More about HKUST
Efficient Neural Networks for Image Recognition and Generation on the Edge
The Hong Kong University of Science and Technology Department of Computer Science and Engineering PhD Thesis Defence Title: "Efficient Neural Networks for Image Recognition and Generation on the Edge" By Mr. Jierun CHEN Abstract: Neural networks have prevailed in many fields, with image recognition and generation as prominent examples. However, the rapid growth in model size and complexity has made them increasingly reliant on cloud servers or high-end GPUs.

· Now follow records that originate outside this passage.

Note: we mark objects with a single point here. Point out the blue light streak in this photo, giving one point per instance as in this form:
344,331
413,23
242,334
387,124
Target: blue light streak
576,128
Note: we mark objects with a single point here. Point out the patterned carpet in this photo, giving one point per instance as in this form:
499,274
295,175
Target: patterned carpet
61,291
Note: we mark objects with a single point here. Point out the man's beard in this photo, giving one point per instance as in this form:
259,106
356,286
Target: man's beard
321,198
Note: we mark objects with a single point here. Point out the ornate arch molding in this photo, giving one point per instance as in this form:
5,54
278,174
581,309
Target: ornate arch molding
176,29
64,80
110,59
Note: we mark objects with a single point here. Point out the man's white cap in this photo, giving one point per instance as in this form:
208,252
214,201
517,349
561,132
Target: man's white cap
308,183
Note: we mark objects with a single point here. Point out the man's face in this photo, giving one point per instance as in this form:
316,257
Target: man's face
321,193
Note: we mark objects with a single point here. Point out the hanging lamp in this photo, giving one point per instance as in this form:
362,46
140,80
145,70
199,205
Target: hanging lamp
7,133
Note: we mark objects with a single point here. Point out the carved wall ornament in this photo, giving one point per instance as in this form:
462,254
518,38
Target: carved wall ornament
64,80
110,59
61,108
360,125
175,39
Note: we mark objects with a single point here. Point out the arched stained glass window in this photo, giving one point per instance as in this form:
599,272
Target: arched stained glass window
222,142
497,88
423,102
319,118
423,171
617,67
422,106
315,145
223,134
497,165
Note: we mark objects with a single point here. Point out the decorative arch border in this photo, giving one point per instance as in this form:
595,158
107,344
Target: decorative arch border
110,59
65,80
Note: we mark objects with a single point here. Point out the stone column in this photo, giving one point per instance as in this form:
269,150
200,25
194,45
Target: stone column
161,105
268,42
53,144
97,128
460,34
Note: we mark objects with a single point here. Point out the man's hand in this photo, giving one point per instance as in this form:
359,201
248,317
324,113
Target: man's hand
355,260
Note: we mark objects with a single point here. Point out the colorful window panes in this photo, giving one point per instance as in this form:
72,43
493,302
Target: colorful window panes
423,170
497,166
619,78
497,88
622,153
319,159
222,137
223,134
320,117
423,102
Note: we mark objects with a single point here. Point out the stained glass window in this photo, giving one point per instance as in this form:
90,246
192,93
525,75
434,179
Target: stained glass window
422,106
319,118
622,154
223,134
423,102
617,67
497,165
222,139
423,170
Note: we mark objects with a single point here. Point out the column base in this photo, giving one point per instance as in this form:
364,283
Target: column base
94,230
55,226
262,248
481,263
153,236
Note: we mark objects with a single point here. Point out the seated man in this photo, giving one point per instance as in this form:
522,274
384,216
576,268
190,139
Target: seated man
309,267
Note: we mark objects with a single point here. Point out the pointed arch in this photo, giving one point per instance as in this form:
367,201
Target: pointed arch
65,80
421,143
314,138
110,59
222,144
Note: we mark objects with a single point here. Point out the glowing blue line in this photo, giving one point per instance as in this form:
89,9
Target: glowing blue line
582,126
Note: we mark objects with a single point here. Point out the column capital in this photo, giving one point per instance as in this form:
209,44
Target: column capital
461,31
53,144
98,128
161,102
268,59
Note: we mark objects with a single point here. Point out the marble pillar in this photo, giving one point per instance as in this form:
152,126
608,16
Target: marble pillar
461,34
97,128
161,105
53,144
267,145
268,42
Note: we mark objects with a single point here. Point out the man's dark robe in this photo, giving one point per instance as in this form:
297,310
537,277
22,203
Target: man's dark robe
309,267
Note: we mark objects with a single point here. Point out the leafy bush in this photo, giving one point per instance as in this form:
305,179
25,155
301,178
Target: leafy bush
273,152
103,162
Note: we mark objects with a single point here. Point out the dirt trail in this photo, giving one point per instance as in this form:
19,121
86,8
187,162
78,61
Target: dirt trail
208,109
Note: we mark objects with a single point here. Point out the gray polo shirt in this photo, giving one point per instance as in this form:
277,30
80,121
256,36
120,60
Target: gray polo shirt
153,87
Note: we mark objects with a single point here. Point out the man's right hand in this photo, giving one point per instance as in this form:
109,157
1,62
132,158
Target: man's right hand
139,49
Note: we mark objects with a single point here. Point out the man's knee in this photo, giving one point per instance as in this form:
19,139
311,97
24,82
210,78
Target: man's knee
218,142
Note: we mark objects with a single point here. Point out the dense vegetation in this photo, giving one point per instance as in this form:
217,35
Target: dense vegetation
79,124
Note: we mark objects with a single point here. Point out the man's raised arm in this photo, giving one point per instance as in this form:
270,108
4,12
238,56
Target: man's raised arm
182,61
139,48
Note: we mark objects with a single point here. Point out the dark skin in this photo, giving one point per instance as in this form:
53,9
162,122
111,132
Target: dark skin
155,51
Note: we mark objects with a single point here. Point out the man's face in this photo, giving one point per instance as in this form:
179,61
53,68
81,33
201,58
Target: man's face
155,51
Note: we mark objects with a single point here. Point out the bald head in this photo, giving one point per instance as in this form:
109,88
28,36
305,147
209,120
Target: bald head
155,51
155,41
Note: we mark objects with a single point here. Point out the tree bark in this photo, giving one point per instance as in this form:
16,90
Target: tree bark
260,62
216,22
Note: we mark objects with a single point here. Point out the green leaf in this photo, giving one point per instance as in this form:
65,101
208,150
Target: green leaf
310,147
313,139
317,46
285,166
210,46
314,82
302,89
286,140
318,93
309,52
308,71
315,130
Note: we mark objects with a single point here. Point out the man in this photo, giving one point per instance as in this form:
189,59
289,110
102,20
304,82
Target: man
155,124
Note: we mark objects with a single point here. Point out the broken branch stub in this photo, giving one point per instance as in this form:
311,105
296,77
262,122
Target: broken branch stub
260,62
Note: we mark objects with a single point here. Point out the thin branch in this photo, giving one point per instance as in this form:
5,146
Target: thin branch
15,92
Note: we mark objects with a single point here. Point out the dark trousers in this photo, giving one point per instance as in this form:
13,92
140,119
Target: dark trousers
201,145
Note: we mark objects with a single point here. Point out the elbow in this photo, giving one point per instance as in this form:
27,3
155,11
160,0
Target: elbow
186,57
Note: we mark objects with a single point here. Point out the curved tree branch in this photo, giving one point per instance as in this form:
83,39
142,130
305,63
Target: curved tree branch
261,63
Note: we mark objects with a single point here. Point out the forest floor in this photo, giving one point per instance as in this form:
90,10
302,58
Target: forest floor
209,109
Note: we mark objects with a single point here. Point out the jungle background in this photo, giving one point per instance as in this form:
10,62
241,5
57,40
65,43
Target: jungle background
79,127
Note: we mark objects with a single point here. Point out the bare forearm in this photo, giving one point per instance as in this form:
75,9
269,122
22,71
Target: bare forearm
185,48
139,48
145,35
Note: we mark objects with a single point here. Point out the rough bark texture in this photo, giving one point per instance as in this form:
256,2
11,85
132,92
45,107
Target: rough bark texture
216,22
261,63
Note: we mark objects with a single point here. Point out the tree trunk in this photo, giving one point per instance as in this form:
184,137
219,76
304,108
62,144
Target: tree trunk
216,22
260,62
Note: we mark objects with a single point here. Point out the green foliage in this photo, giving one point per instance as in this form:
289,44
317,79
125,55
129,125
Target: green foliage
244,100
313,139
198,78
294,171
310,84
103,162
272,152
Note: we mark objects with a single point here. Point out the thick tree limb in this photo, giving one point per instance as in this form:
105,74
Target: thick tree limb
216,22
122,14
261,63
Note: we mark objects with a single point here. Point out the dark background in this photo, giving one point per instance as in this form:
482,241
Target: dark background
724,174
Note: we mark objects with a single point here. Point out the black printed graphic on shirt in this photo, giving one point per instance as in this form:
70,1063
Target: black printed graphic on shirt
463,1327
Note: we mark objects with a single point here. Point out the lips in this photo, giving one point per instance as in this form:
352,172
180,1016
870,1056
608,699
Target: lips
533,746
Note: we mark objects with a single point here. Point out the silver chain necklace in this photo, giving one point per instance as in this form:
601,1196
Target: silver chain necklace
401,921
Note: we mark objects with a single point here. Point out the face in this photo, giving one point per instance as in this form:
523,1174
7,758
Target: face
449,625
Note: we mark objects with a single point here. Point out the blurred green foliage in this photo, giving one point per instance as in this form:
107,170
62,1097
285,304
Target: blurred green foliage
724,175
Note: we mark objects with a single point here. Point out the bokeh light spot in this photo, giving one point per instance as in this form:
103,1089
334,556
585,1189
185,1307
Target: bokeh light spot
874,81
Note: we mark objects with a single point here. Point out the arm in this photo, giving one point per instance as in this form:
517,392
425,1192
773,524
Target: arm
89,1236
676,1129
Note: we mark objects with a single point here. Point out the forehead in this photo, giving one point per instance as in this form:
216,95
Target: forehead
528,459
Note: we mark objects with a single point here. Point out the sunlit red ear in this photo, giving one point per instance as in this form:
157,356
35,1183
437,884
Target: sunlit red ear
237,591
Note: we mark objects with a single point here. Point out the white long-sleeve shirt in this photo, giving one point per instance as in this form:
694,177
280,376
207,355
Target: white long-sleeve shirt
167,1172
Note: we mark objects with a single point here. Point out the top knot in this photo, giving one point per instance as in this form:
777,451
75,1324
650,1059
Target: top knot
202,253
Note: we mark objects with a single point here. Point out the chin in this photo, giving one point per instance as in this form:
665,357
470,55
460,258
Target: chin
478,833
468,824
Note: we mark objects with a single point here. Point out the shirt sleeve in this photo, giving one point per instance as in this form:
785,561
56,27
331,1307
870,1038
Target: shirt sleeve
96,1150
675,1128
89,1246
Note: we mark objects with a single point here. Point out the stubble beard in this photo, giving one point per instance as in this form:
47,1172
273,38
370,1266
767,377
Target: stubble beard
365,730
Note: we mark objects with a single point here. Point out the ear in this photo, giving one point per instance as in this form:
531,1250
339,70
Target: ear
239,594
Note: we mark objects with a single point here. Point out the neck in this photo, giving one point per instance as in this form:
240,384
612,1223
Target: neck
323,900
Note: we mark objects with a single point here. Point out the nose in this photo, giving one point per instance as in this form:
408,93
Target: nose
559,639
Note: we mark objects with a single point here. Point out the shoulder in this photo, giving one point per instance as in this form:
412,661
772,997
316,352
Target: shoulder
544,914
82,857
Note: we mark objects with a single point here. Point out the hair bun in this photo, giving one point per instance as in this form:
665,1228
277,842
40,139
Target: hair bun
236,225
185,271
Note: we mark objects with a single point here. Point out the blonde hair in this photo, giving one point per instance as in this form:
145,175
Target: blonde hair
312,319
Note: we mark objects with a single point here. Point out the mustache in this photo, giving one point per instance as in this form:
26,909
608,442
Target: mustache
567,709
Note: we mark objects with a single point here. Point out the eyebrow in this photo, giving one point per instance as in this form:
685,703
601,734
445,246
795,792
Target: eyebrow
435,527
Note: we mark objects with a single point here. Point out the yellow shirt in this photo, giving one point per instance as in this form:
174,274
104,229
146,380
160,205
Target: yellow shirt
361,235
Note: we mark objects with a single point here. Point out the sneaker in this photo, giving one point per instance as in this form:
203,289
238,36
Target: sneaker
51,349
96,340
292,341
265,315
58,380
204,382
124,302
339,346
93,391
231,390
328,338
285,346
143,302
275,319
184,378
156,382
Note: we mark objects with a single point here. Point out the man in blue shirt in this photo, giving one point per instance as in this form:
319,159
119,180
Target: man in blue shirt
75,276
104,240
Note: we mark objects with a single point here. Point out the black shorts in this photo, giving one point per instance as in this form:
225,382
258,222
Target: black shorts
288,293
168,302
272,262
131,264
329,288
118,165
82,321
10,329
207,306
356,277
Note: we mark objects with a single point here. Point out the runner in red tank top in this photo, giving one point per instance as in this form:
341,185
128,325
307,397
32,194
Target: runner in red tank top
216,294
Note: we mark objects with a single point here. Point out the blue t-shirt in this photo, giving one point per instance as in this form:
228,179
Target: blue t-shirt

This dependency incurs high operational costs, privacy concerns, and round-trip latency. Deploying models to edge and mobile devices is emerging as a promising solution but often faces challenges such as limited memory, long runtime, and unsatisfactory user experience. In the post-Moore's Law era, hardware advancements alone are insufficient to overcome these challenges, highlighting the growing need for designing efficient neural networks for resource-constrained environments. This thesis addresses these critical efficiency bottlenecks by introducing novel operators and architectures that enhance inference speed and reduce model size across various tasks, ranging from layout-specific applications to general visual tasks, and from image recognition to generation. First, we propose Translation Variant Convolution (TVConv), a novel operator optimized for layout-specific applications, such as face recognition, by leveraging spatial feature variance for efficient region-wise processing. Second, we identify inefficiencies in popular depthwise convolution, such as low compute intensity and frequent memory access, and present Partial Convolution (PConv) to overcome these inefficiencies. Building on this, we develop FasterNet, a family of neural networks that achieves considerably faster running speeds across various devices without sacrificing recognition accuracy. Finally, we introduce SnapGen, a highly compact and fast text-to-image model, capable of generating high-quality, high-resolution images directly and instantly on mobile devices. These contributions collectively advance the democratization of neural networks on edge devices, enabling seamless, cost-effective, and privacy-preserving services accessible anytime, anywhere. Date: Monday, 6 January 2025 Time: 3:30pm - 5:30pm Venue: Room 3494 Lifts 25/26 Chairman: Dr. Tuan Anh NGUYEN (LIFS) Committee Members: Prof. Gary CHAN (Supervisor) Prof. Qiong LUO Dr. Dan XU Dr. Jun ZHANG (ECE) Dr. Lai Man PO (CityU)